Send her a message saying it’s such a shame birthday photo won’t include her child and how disappointed everyone is. Ask her if she’ll reconsider for grandparents sake

kinsss · 19/01/2020 17:08

I wonder if there is a photo of the non attending grandchild that the photographer could "photo shop" in?

Just a thought.

Forget about the money frankly, I don't think that will be paid.

xAIBUx · 19/01/2020 17:08

She only lets my brother see the kid on Saturdays when she is in a mood. when shes in a good mood she lets him see the kid whenever he wants. He adores his son, he would never abandon him. Its just her trying to hurt him, and as for feeling comfortable taking him, I often baby sit him so thats not an issue, hes about 1 and a half now. She was meant to be coming anyway so its not like I was going alone with all the kids.

OP posts:
SandyY2K · 19/01/2020 17:09

I wouldn't ask her for the money. She's obviously bitter about it all.

Your brother should set up formal access to stop her using the baby as a pawn.
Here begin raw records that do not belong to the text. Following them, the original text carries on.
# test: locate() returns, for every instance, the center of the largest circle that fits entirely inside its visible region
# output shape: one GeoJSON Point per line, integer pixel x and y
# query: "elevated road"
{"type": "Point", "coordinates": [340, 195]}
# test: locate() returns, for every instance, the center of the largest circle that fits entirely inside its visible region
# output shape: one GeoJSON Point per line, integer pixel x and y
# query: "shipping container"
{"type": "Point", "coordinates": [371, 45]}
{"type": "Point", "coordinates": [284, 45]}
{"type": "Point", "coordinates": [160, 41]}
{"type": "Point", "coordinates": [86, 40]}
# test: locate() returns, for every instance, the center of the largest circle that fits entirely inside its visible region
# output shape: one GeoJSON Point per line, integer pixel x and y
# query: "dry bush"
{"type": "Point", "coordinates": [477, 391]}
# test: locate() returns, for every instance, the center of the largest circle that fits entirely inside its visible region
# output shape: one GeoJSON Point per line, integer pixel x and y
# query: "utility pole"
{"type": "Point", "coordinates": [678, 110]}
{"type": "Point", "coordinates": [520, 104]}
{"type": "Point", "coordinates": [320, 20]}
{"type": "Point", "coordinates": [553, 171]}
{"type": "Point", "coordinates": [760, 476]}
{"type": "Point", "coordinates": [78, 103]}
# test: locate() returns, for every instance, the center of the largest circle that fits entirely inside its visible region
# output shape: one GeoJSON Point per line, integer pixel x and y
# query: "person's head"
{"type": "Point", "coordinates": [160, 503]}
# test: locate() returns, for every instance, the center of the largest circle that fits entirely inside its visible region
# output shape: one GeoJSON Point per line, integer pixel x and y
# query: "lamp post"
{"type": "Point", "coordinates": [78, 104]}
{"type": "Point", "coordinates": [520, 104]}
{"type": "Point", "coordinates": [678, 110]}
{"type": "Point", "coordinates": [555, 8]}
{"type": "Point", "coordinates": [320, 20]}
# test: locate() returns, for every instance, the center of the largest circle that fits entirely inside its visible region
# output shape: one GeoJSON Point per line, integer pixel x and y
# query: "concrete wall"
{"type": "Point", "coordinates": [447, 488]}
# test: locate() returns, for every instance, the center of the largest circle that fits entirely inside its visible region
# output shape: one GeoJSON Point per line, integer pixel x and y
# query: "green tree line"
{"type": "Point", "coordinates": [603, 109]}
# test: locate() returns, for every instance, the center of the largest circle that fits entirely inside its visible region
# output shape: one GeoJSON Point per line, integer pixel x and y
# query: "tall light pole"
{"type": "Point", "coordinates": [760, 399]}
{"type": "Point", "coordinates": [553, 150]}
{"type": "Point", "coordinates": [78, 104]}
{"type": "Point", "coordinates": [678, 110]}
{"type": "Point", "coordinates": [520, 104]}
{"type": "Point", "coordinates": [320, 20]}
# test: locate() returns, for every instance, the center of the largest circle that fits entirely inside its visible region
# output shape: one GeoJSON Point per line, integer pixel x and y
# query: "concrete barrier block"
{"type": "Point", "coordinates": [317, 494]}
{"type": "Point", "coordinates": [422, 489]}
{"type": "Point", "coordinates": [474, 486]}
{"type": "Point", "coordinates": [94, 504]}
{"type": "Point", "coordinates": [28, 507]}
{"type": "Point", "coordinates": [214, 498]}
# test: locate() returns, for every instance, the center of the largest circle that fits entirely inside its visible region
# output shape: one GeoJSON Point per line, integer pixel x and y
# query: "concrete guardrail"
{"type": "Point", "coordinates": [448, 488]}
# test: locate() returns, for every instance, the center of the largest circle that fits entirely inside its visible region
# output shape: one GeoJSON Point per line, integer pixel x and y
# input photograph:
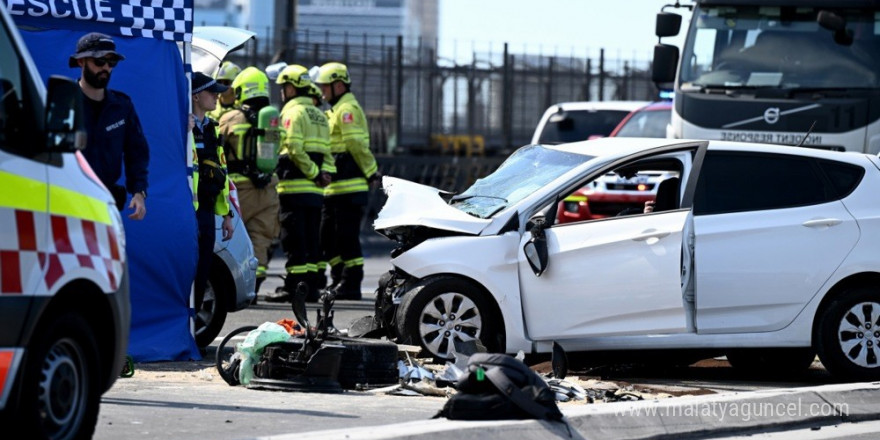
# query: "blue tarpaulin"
{"type": "Point", "coordinates": [162, 248]}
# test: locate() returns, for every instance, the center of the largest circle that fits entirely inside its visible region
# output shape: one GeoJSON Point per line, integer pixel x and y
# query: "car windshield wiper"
{"type": "Point", "coordinates": [462, 197]}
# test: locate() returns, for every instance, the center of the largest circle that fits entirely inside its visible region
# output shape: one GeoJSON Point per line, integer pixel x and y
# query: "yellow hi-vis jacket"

Shame on all the many women who do this.

It only damages your child and leaves them wondering why dad didn't think they were worth it.

I understand your frustration... I bet she'd be the first saying her DS was left out of the photo.

You could consider photo shopping him on the pic Smile

I know someone who actually did this for a milestone birthday photo. Only the ppl in the original photo knew it was photoshopped.

TheFormidableMrsC · 19/01/2020 17:09

She only lets my brother see the kid on Saturdays when she is in a mood. when shes in a good mood she lets him see the kid whenever he wants

You can knock all that uncertainty on the head with a court order.

Mummyoflittledragon · 19/01/2020 17:10

Have you asked her if you can take her ds? Or if she would come with you? You say she is/ was a really good friend. For the sake of the family, I’d not burn that bridge if you can help it.